From af6680bc1c958051af0b6ad607b5a4da4541ae2c Mon Sep 17 00:00:00 2001
From: kohlhaasrebecca <rebecca.kohlhaas@outlook.com>
Date: Thu, 25 Jul 2024 17:06:00 +0200
Subject: [PATCH] Rudimentary checks if PCE for SeqDesign and Sobol' indices

---
 .../post_processing/post_processing.py        | 114 +++---------------
 .../surrogate_models/polynomial_chaos.py      |  33 +++--
 .../surrogate_models/sequential_design.py     |  30 ++++-
 .../surrogate_models/surrogate_models.py      |  17 +--
 4 files changed, 72 insertions(+), 122 deletions(-)

diff --git a/src/bayesvalidrox/post_processing/post_processing.py b/src/bayesvalidrox/post_processing/post_processing.py
index 76452f80b..eaffdff27 100644
--- a/src/bayesvalidrox/post_processing/post_processing.py
+++ b/src/bayesvalidrox/post_processing/post_processing.py
@@ -18,6 +18,7 @@ plt.style.use(os.path.join(os.path.split(__file__)[0],
                            '../', 'bayesvalidrox.mplstyle'))
 
 
+
 class PostProcessing:
     """
     This class provides many helper functions to post-process the trained
@@ -72,7 +73,7 @@ class PostProcessing:
         x_values_orig = self.engine.ExpDesign.x_values
 
         # Compute the moments with the PCEModel object
-        self.pce_means, self.pce_stds = self.compute_pce_moments()
+        self.means, self.stds = self.MetaModel.compute_moments()
 
         # Get the variables
         out_names = Model.Output.names
@@ -88,8 +89,8 @@ class PostProcessing:
             fig, ax = plt.subplots(nrows=1, ncols=2)
 
             # Extract mean and std
-            mean_data = self.pce_means[key]

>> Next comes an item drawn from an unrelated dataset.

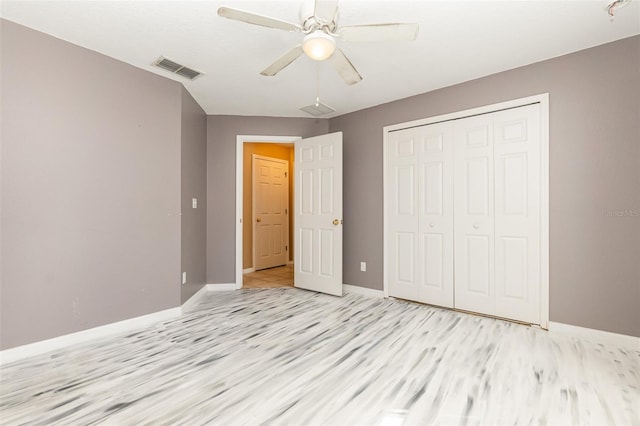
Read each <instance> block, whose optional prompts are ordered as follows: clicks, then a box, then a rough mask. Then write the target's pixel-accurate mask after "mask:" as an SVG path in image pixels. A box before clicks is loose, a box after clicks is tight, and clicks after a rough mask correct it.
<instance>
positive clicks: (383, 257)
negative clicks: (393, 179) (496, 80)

-            std_data = self.pce_stds[key]
+            mean_data = self.means[key]
+            std_data = self.stds[key]
 
             # Extract a list of x values
             if type(x_values_orig) is dict:
@@ -147,7 +148,7 @@ class PostProcessing:
                 bbox_inches='tight'
                 )
 
-        return self.pce_means, self.pce_stds
+        return self.means, self.stds
 
     # -------------------------------------------------------------------------
     def valid_metamodel(self, n_samples=1, samples=None, model_out_dict=None,
@@ -562,12 +563,18 @@ class PostProcessing:
             Total Sobol indices.
 
         """
+        # This function currently only supports PCE/aPCE
+        if not hasattr(self.MetaModel, 'meta_model_type'):
+            raise AttributeError('Sobol indices currently only support PCE-type models!')

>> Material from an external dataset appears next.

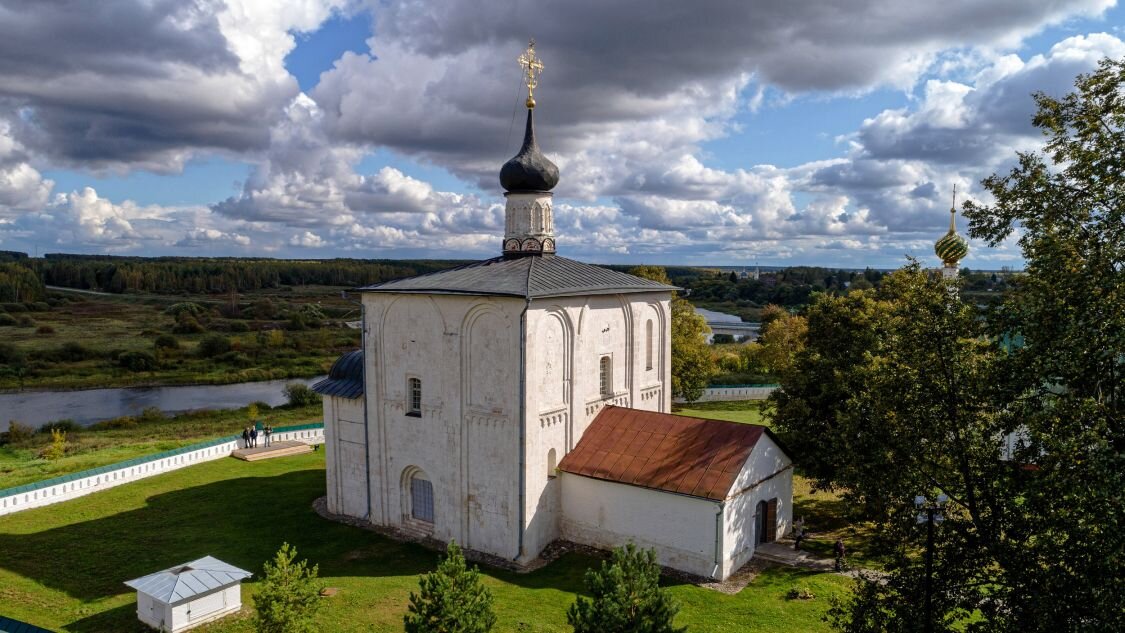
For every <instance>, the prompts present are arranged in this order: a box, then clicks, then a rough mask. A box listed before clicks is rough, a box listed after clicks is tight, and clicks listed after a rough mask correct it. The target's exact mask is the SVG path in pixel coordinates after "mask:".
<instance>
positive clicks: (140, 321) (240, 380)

+        if self.MetaModel.meta_model_type.lower() not in ['pce', 'apce']:
+            raise AttributeError('Sobol indices currently only support PCE-type models!')
+            
         # Extract the necessary variables
         PCEModel = self.MetaModel
-        basis_dict = PCEModel.basis_dict
-        coeffs_dict = PCEModel.coeffs_dict
+        basis_dict = PCEModel._basis_dict
+        coeffs_dict = PCEModel._coeffs_dict
         n_params = PCEModel.n_params
-        max_order = np.max(PCEModel.pce_deg)
+        max_order = np.max(PCEModel._pce_deg)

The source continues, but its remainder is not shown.